Printed menus are back

Those QR code menus that we all either got to experience or had to put up with (as one sees it) from the pandemic are on their way out.

Like many ambitious restaurants around town, the newly opened Pastore leaves no detail unturned: Customers are handed cold towels that chill in a fridge set precisely at 40 degrees, white tablecloths are pressed just-so and the head chef sources free-range chicken from an artisanal meat purveyor to make his sausage-filled ravioli.

The QR-code menu, that pixelated black-and-white matrix once a fixture during the pandemic, never had a chance at Pastore.

“It made sense to have QR codes during the COVID years,” said Nina Quincy, the president of Underbelly Hospitality, the company behind the seafood-leaning Italian restaurant in Regent Square. “But I think menus are a really important part of the dining experience. You hold it in your hands, so it involves all the senses.”

The contact-less QR codes looked like the future of dining when they served as a cost-savings measure and public health precaution. But today, many Houston restaurants are ditching digital menus in favor of old-school paper menus — sometimes spending thousands of dollars on custom-designed stationery, leather-bound books and even personalized memos for diners to take home.

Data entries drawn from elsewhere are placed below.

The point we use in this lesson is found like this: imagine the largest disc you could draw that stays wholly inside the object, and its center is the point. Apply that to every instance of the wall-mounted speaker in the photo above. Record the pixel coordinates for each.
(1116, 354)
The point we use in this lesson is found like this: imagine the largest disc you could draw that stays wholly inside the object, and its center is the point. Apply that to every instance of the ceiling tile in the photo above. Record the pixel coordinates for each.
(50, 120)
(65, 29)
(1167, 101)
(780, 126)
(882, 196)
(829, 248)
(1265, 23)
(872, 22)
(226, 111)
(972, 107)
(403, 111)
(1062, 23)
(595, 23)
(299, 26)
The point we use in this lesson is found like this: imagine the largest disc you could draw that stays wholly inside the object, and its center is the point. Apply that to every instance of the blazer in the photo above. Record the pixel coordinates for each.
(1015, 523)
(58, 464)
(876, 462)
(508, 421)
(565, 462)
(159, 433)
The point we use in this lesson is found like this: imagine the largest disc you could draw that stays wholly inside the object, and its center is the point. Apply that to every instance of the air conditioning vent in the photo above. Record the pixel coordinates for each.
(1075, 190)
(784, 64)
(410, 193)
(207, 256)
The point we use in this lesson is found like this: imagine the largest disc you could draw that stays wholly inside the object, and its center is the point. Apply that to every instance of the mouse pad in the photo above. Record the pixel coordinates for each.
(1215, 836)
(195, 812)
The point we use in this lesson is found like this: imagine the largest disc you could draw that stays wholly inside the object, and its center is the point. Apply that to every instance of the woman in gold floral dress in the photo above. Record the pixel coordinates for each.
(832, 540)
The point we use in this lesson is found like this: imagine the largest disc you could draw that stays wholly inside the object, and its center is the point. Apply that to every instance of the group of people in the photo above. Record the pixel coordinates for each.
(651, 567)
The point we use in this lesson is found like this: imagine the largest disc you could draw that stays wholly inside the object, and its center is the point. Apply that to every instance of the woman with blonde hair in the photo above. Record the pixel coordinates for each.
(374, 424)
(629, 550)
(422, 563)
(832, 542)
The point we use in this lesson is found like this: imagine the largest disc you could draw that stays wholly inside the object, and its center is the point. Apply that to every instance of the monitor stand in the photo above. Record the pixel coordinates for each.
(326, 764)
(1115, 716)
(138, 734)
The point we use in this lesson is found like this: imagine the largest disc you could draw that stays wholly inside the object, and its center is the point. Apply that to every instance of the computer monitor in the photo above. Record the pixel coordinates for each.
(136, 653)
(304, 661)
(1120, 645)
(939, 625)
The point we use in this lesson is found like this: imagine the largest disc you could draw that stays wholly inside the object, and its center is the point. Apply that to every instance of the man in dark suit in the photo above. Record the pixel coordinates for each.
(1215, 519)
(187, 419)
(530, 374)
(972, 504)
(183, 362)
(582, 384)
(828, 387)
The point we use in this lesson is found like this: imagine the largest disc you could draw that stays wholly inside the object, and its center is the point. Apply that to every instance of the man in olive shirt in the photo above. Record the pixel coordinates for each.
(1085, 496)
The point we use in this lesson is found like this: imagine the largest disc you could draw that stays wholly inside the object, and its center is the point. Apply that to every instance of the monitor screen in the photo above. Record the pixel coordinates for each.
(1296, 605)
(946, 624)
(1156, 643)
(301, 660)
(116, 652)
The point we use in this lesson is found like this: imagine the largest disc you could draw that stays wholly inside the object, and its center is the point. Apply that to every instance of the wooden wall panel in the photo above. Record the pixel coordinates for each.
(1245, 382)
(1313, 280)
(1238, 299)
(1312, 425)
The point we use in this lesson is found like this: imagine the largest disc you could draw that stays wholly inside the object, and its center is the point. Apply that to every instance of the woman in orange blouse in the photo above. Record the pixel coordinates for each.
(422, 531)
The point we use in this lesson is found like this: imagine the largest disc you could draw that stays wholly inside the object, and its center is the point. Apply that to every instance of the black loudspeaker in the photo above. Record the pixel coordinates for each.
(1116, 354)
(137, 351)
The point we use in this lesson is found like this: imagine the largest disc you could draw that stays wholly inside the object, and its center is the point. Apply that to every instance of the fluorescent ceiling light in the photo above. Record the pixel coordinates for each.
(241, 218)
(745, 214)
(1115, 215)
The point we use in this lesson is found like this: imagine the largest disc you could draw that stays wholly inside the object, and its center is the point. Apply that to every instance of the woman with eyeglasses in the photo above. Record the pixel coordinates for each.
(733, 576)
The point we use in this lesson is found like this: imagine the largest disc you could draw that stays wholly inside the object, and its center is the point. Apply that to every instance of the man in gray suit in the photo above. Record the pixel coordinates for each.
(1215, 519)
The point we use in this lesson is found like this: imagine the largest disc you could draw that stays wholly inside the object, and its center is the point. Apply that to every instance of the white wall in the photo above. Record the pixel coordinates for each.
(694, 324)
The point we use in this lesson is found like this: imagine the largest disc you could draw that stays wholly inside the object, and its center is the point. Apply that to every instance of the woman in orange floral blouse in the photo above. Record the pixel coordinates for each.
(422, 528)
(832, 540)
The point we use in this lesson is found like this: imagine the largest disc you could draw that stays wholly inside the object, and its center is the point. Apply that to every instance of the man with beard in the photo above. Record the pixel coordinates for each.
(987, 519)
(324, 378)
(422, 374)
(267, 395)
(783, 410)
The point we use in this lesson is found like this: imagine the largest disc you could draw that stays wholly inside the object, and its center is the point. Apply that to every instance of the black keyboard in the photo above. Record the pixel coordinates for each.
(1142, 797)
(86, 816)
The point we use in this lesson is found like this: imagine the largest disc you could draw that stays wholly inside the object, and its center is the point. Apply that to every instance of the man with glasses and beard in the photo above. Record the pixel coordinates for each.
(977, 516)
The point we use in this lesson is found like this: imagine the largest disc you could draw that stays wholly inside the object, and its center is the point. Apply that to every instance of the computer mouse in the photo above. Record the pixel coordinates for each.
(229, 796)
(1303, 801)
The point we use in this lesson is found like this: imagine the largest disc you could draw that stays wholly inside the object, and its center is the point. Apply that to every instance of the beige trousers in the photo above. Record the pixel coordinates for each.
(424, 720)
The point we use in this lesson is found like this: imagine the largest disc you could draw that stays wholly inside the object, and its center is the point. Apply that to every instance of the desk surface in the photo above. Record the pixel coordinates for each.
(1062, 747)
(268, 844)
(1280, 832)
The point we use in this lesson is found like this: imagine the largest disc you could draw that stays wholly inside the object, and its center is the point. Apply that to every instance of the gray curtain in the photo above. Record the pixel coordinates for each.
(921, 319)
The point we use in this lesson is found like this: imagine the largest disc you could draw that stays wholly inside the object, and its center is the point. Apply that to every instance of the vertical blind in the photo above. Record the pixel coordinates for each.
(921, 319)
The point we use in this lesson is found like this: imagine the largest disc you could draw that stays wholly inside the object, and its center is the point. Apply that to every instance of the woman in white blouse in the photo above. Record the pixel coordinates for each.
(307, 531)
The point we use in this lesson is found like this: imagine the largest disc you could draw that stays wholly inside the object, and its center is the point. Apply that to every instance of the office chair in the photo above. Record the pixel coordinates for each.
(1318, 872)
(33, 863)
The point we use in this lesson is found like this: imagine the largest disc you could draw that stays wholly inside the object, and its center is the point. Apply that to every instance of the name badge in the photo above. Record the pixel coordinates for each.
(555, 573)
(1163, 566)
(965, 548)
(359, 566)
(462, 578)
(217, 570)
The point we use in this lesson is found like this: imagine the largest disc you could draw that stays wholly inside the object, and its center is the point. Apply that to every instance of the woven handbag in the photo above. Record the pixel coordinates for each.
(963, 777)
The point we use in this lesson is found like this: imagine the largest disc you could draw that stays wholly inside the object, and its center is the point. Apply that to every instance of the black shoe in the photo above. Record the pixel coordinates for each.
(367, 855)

The use of QR-code scans dropped 27 percent in the U.S. in April and May when compared to the same period in 2021, according to MustHaveMenus, a platform providing menu management and printing services to the hospitality industry.

QR codes are still prevalent, especially at more casual establishments, but the biggest reason, say restaurant owners and operators, is that people simply got tired of them and wanted paper menus. In other words, it took the joy out of dining.

“People will pick up the phone when given any reason, but if it’s a paper menu, maybe they’ll leave it in their pocket or bag,” Quincy said.

[…]

The QR-code menu isn’t completely dead, however, said Devin Handler, the vice president of marketing of Denver-based Tag Restaurant Group, which counts Guard & Grace among its four concepts.

The group’s more casual restaurants rely on QR codes, which Handler said allows customers to order quickly and find other types of information like why a service fee is included or catering services that would look too messy on a paper menu. Restaurants also can update their digital menus more quickly without having to print new ones.

“The paper menu feels like we curated it for you,” said Handler, who oversees all the Tag restaurant menu designs. “But the QR codes are more flexible. I think the future is a blend.”

That sounds about right to me. I’m more of a casual-dining, counter service kind of guy, where a single menu on the wall and/or some laminated ones where you order are sufficient. I don’t mind a QR code menu but some restaurants did them better than others – some of them were clearly optimized for iPhones and not Androids – and there’s nothing more frustrating than such a menu that needs to be greatly enlarged to be readable with only a tiny portion of the menu on the screen at a time as a result. I’m sure the user experience wasn’t that high on the priority list three years ago when these things first came into common use, but it’s 2023 now, we can do better. Or we can go back to the old analog ways, that’s fine too. What do you think about this?